The usual sequence is:

  1. replicate normal application entries
  2. apply them through your state machine
  3. periodically replicate a checkpoint
  4. let automatic compaction remove older WAL history over time.

Example:

RaftReplicationResult write = await raft.ReplicateLogs(
partitionId: 2,
type: "OrderPlaced",
data: payload,
cancellationToken: cancellationToken
);

if (write.Status != RaftOperationStatus.Success)
return;

RaftReplicationResult checkpoint = await raft.ReplicateCheckpoint(
partitionId: 2,
cancellationToken: cancellationToken
);

ReplicateCheckpoint uses the same quorum path as regular replication. That means it still needs the partition leader and follower acknowledgements to commit.
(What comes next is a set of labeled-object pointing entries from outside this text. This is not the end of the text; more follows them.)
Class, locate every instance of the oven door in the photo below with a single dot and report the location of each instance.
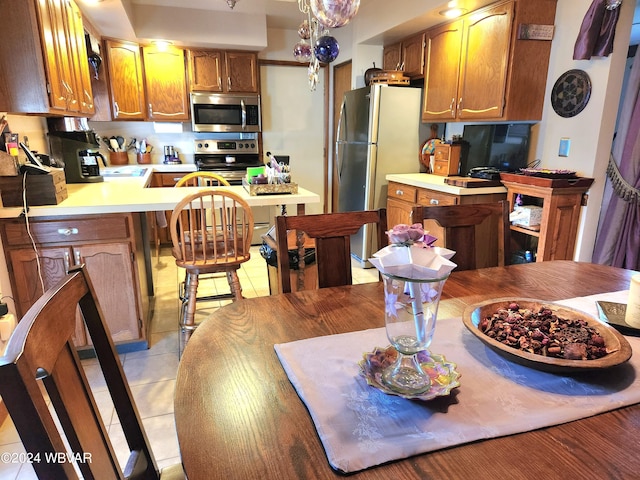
(225, 113)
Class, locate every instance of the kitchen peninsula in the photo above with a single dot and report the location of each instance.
(408, 190)
(105, 226)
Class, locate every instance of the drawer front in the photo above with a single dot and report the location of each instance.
(68, 231)
(431, 198)
(403, 192)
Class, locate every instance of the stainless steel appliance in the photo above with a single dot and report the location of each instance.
(230, 159)
(222, 112)
(377, 135)
(78, 152)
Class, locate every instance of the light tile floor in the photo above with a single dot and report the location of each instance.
(152, 373)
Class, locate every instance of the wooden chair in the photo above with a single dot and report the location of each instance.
(211, 233)
(460, 222)
(331, 233)
(41, 365)
(202, 179)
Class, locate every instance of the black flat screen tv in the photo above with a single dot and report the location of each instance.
(503, 146)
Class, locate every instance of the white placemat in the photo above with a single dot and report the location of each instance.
(360, 426)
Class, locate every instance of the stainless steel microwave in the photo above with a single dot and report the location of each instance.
(222, 112)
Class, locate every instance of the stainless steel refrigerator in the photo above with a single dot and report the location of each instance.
(377, 135)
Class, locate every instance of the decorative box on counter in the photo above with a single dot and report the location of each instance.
(269, 188)
(42, 189)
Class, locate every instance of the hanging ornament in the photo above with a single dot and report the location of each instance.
(304, 31)
(334, 13)
(302, 51)
(326, 49)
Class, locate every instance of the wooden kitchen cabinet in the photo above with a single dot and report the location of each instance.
(555, 237)
(166, 84)
(392, 56)
(478, 69)
(407, 55)
(401, 199)
(223, 71)
(44, 59)
(126, 84)
(111, 249)
(413, 56)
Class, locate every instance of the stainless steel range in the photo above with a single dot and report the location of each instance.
(228, 158)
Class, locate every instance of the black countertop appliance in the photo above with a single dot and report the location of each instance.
(78, 153)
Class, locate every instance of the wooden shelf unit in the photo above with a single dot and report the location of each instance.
(561, 205)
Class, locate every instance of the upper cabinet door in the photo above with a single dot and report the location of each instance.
(441, 73)
(79, 59)
(205, 70)
(126, 87)
(413, 55)
(165, 81)
(392, 57)
(242, 72)
(485, 63)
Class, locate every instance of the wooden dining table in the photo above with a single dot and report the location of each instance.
(238, 415)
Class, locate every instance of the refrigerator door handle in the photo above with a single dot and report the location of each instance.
(339, 139)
What Happens During Restore

On restore, Kommander replays the WAL from the latest committed checkpoint boundary forward.
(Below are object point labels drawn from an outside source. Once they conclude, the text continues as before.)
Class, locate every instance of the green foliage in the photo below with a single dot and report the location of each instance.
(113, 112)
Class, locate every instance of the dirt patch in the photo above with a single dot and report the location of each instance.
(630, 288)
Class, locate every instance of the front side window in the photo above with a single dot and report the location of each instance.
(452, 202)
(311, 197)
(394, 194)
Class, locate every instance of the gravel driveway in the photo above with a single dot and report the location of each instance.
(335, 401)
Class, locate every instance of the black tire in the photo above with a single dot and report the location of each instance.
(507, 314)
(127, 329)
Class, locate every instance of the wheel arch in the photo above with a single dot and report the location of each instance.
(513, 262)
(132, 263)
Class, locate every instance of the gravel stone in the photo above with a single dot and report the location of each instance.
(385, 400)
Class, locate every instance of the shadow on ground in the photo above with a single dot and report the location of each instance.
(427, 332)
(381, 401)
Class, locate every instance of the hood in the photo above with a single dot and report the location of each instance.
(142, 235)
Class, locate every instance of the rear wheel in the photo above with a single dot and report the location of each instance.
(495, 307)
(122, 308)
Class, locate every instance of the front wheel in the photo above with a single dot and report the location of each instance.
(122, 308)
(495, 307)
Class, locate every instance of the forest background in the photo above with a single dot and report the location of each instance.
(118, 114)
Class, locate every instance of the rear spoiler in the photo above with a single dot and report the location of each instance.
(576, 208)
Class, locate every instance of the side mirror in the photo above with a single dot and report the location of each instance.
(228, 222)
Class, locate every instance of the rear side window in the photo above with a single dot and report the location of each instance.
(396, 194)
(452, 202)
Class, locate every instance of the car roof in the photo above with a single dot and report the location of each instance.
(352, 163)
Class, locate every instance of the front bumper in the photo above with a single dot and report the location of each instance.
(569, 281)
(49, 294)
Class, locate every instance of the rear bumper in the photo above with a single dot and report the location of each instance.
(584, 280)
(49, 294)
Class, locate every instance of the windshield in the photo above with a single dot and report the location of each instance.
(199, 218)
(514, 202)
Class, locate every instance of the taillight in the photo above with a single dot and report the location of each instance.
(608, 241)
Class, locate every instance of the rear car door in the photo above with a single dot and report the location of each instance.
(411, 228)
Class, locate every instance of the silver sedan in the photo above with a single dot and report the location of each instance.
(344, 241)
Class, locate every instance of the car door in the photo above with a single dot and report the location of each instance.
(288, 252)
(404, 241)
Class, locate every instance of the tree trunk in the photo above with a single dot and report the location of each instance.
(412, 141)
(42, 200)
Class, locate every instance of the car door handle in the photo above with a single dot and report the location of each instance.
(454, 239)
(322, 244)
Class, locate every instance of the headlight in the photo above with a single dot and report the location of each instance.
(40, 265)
From the application's point of view, the important implication is simple:

  • newer checkpoints reduce how much history may need to be replayed
  • older history may disappear after compaction
  • your restore code must still be correct from the retained checkpoint boundary onward.

If you need deterministic rebuild behavior, keep your restore path compatible with starting from the newest retained checkpoint and replaying the remaining committed entries.

Compaction Relationship

Automatic compaction is checkpoint-driven.

The main settings are:

  • CompactEveryOperations
  • CompactNumberEntries
  • MaxEntriesPerCompaction

When compaction runs, Kommander:

  1. finds the last committed checkpoint for the partition
  2. removes entries older than that checkpoint in batches
  3. stops when there is no more eligible work or the pass limit is reached.

This means checkpoints influence how much old WAL can be removed, while the compaction settings influence how fast that removal happens.

A Practical Strategy

For most applications, start with this approach:

  • write normal commands freely
  • add checkpoints at stable milestones rather than every write
  • observe WAL growth and restore time
  • increase checkpoint frequency only if replay or storage growth becomes a problem.

Examples of stable milestones:

  • every few hundred or few thousand applied operations
  • after closing an accounting period
  • after finishing a tenant import
  • after completing a durable workflow stage.

What Your Application Still Owns

Kommander does not automatically create a business snapshot file or serialize your in-memory domain objects.

Your application still decides:

  • what state is reconstructed during OnLogRestored
  • whether you maintain your own local snapshot representation
  • when a checkpoint is meaningful for your domain
  • whether restore time or WAL growth is acceptable.